The gist is this: In 1916, Freud published a series of essays, "Some Character Types Met with in Psycho-Analytic Work." One of those essays, "The Exceptions," focused on patients who -- perhaps like Richard III -- feel that they should be exempt from societal rules because of some childhood trauma or congenital disadvantage. According to Freud, this explains Richard's behavior and our connection to him, since all of us would like to claim the same exemption:
Richard is an enormous magnification of something we find in ourselves as well. We all think we have reason to reproach Nature and our destiny for congenital and infantile disadvantages; we all demand reparation for early wounds to our narcissism, our self-love.
Do you agree with Freud's assessment of Richard? To what extent is this play's dual protagonist-antagonist driven by issues related to his deformity? I'm inclined to disagree with Freud, because Richard rarely seems hindered by his disabilities. In the Henry VI plays, he proved himself to be an able soldier; in this play, he proves that he's capable of charming and manipulating everyone -- even the women whose husbands, parents and children he has murdered. The deformity he describes in such detail in his first soliloquy doesn't really seem to be holding him back, and he seems to know that.

Henry VII, who emerges victorious at the end of this play and ends the War of the Roses, was Queen Elizabeth's grandfather. So, it's not surprising that Shakespeare should portray the Tudors' final Plantagenet enemy in a bad light -- even if Richard's alleged deformity has no basis in historical sources. The power of Shakespeare, and of this dynamic character, is that this portrayal overshadows everything else we know about the real Richard III.

As many critics point out, this play has plenty of faults. It is long and uneven, and the female characters do nothing but whine and moan (even Queen Margaret, who took such an active role during her late husband's reign). Richard steals the show, and the scenes in which he doesn't appear feel thin and empty, perhaps because none of the other characters is fully developed.

And yet this play has always been one of the most popular Shakespeare plays in performance -- probably because we're so drawn to Richard. He soliloquizes early and often, making the audience complicit in his plots. We pity him and root for him even as we are increasingly horrified by his Machiavellian schemes. You might love him or hate him (and by the end, you probably hate him), but he's fun to watch.

2 comments:

  1. (Ever a week behind - looks like I'll be missing out on the contemporaries a bit in order to get caught up.)

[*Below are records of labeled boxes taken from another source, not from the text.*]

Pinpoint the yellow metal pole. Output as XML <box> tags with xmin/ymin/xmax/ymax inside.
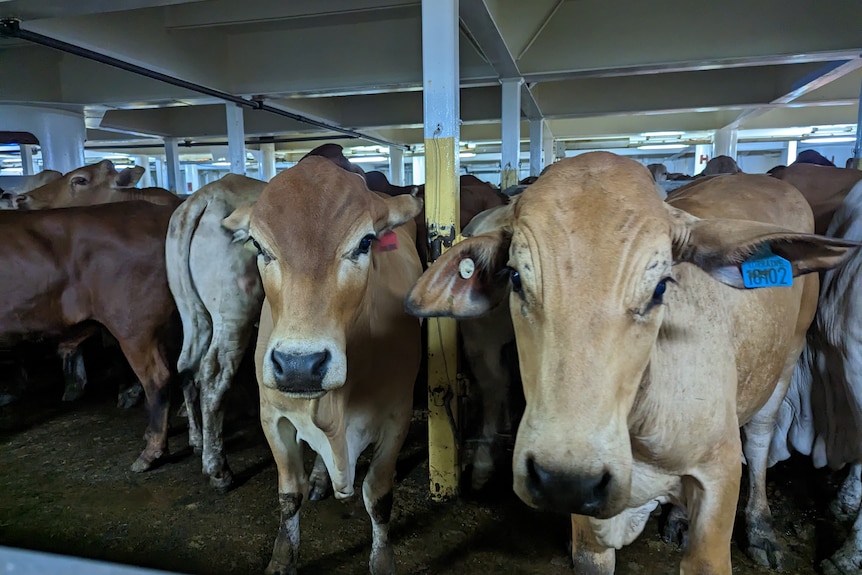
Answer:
<box><xmin>425</xmin><ymin>138</ymin><xmax>460</xmax><ymax>501</ymax></box>
<box><xmin>422</xmin><ymin>0</ymin><xmax>461</xmax><ymax>501</ymax></box>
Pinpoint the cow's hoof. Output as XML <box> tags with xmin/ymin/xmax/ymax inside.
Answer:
<box><xmin>745</xmin><ymin>537</ymin><xmax>784</xmax><ymax>571</ymax></box>
<box><xmin>263</xmin><ymin>559</ymin><xmax>297</xmax><ymax>575</ymax></box>
<box><xmin>368</xmin><ymin>545</ymin><xmax>395</xmax><ymax>575</ymax></box>
<box><xmin>210</xmin><ymin>468</ymin><xmax>233</xmax><ymax>495</ymax></box>
<box><xmin>661</xmin><ymin>505</ymin><xmax>688</xmax><ymax>549</ymax></box>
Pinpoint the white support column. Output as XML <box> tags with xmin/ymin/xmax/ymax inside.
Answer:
<box><xmin>260</xmin><ymin>144</ymin><xmax>275</xmax><ymax>182</ymax></box>
<box><xmin>713</xmin><ymin>128</ymin><xmax>737</xmax><ymax>160</ymax></box>
<box><xmin>225</xmin><ymin>103</ymin><xmax>245</xmax><ymax>176</ymax></box>
<box><xmin>135</xmin><ymin>156</ymin><xmax>153</xmax><ymax>188</ymax></box>
<box><xmin>165</xmin><ymin>138</ymin><xmax>185</xmax><ymax>194</ymax></box>
<box><xmin>781</xmin><ymin>140</ymin><xmax>799</xmax><ymax>166</ymax></box>
<box><xmin>422</xmin><ymin>0</ymin><xmax>461</xmax><ymax>501</ymax></box>
<box><xmin>18</xmin><ymin>144</ymin><xmax>36</xmax><ymax>176</ymax></box>
<box><xmin>0</xmin><ymin>105</ymin><xmax>86</xmax><ymax>174</ymax></box>
<box><xmin>542</xmin><ymin>125</ymin><xmax>557</xmax><ymax>170</ymax></box>
<box><xmin>500</xmin><ymin>78</ymin><xmax>524</xmax><ymax>190</ymax></box>
<box><xmin>413</xmin><ymin>156</ymin><xmax>425</xmax><ymax>186</ymax></box>
<box><xmin>530</xmin><ymin>118</ymin><xmax>545</xmax><ymax>176</ymax></box>
<box><xmin>389</xmin><ymin>146</ymin><xmax>404</xmax><ymax>186</ymax></box>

    I think Freud has a good point. Certainly by the time we meet Richard in this play and the preceding trio he has learned to make the most of things. He has learned to charm and manipulate. Following Freud's analysis this would come as the result of earlier (pre-H6) hardship in his youth. He may have been hindered by his disability in youth - but by now his early pains have hardened him into a master-manipulator. An intriguing, and repulsive character.

    Personally, I found Margaret far the most (i.e. the only) compelling character in the Henry VI plays - and still compelling here. I saw this play onstage in Seattle a few years ago with powerful actresses as Elizabeth, Margaret, Anne and the Duchess. To me, they remain fascinating - but certainly not whiners.

    ReplyDelete
  2. I think that "vilains" such as Richard don't perceive themselves as evil.Shakespeare gets Richard to openly say that he's evil as you quote in the opening speech but I think that although it makes great drama to have such admissions from a "deformed creature", Richard's justifications would have been along different lines.For example," Why shoud I not succeed as others?Yes I am deformed but I still have the right to seek kingship?What king has not slaughtered the innocent to retain power?I will behave as they have done and if I succeed then it is God's will."